In my book Enduring Bonds I showed the distribution of income within different-sex married couples from 1970 to 2014. Here is the updated trend to 2017:
The change from 2014 is a modest continuation. Here’s the detail from 2017, with the couples reporting exactly-even incomes broken out in the middle:
In 2017, for different-sex couples with wife age 18-64:
- 26% of wives earn more than their husbands (up from 15% in 1990 and 7% in 1970).
- The average wife-who-earns-more takes home 69% of the couple’s earnings. The average for higher-earning husbands is 79%.
- It is 8.3-times more common for a husband to earn all the money than a wife (18.7% versus 2.3%).
In the book I offer the following summary:
Actually, this triplet pattern fits a lot of trends regarding gender inequality: yes, lots of change, but most of it decades ago, and not quite as fundamental as it looks.
At the request of Stephanie Coontz, I ran the 2017 numbers by income bracket (and including all ages).
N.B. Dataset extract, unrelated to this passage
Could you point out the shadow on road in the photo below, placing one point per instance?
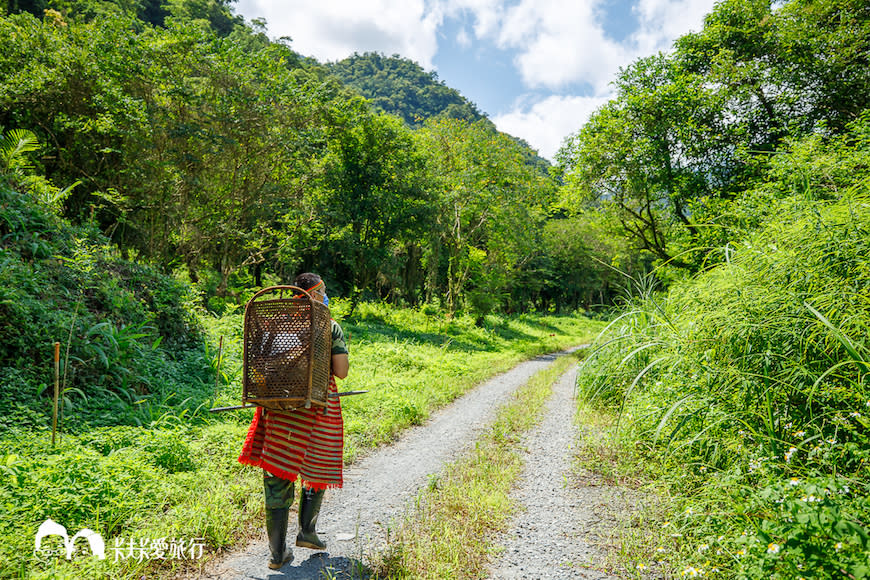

I broke the couples into the bottom 10% (under $27,000), the 10-25th percentile (to $47,000), the 25th-5th (to $80,000), the 50th-75th (to $130,000), the 75th-90th (to $202,000), and the top 10% ($202,000+). Here is the income distribution within couples for each income bracket, with a few points labeled for clarity:
A key point here is that although wives rarely earn the dominant share of income, most couples rely on the wife’s income to maintain their standard of living. For example, a couple at the median, $80,000, would have to drastically alter their lifestyle without the 40-49% share contributed by the wife’s income. Breadwinning in its 1950s connotation is is distracting from this contemporary reality, and we should probably drop the term.